'Urgência médica' adia depoimento de ex-assessor de Flávio Bolsonaro, diz Promotoria

Fabrício Queiroz era aguardado para esclarecer movimentação de R$ 1,2 milhão em sua conta bancária

Italo Nogueira
Rio de Janeiro

A defesa do policial militar Fabrício Queiroz, ex-assessor do senador eleito Flávio Bolsonaro (PSL-RJ), pediu o adiamento do seu depoimento no Ministério Público do Rio de Janeiro previsto para ocorrer nesta quarta-feira (19).

De acordo com a promotoria, Queiroz teve uma "inesperada crise de saúde". Segundo a versão, o policial militar estava em "atendimento médico de urgência, acompanhado de sua família".

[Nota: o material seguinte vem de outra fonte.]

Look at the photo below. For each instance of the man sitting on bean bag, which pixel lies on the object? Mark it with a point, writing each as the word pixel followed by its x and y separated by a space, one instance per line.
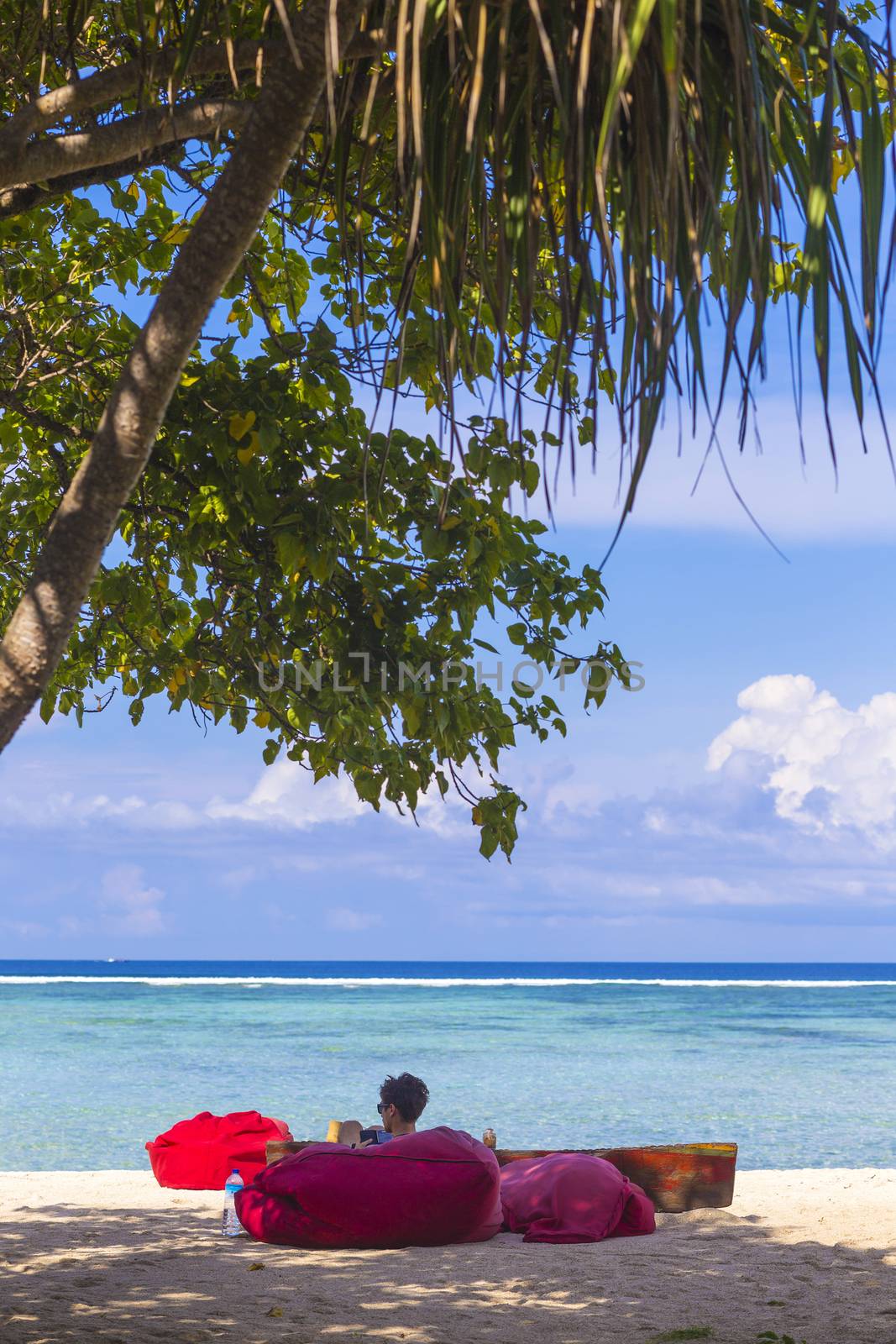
pixel 401 1105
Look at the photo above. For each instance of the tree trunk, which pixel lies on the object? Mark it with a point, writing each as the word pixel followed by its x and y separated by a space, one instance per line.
pixel 85 522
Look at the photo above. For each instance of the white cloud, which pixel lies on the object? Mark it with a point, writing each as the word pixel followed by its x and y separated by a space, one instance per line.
pixel 344 920
pixel 829 768
pixel 129 906
pixel 286 795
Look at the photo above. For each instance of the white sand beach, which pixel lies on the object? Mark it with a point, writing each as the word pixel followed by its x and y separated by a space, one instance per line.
pixel 110 1257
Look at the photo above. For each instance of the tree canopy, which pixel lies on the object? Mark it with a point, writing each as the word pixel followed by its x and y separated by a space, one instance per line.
pixel 532 203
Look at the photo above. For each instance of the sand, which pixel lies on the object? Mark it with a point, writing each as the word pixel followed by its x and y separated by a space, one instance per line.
pixel 109 1257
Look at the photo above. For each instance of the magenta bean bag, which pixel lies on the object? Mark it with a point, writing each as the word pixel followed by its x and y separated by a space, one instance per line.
pixel 573 1198
pixel 430 1189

A defesa também pediu acesso à íntegra da investigação do Ministério Público-RJ. Uma nova oitiva foi marcada para sexta-feira (21), às 14h. 

Queiroz era aguardado para esclarecer a movimentação de R$ 1,2 milhão em sua conta bancária entre janeiro de 2016 e janeiro de 2017, considerada atípica pelo Coaf (Conselho de Controle das Atividades Financeiras).

O procurador-geral de Justiça do Rio de Janeiro, Eduardo Gussem, já havia confirmado que o policial militar não havia comparecido ao depoimento.

Em foto publicada no Instagram, o senador eleito Flavio Bolsonaro posa com Fabricio Queiroz, ex-assessor parlamentar - Reprodução/Instagram/Flávio Bolsonaro

Em nota, o Ministério Público do Rio de Janeiro afirmou que os advogados de defesa de Queiroz comunicaram, no início da tarde, que não tiveram tempo hábil para analisar os autos da investigação e que o ex-assessor teve uma crise de saúde. Por isso, pediram o adiamento. 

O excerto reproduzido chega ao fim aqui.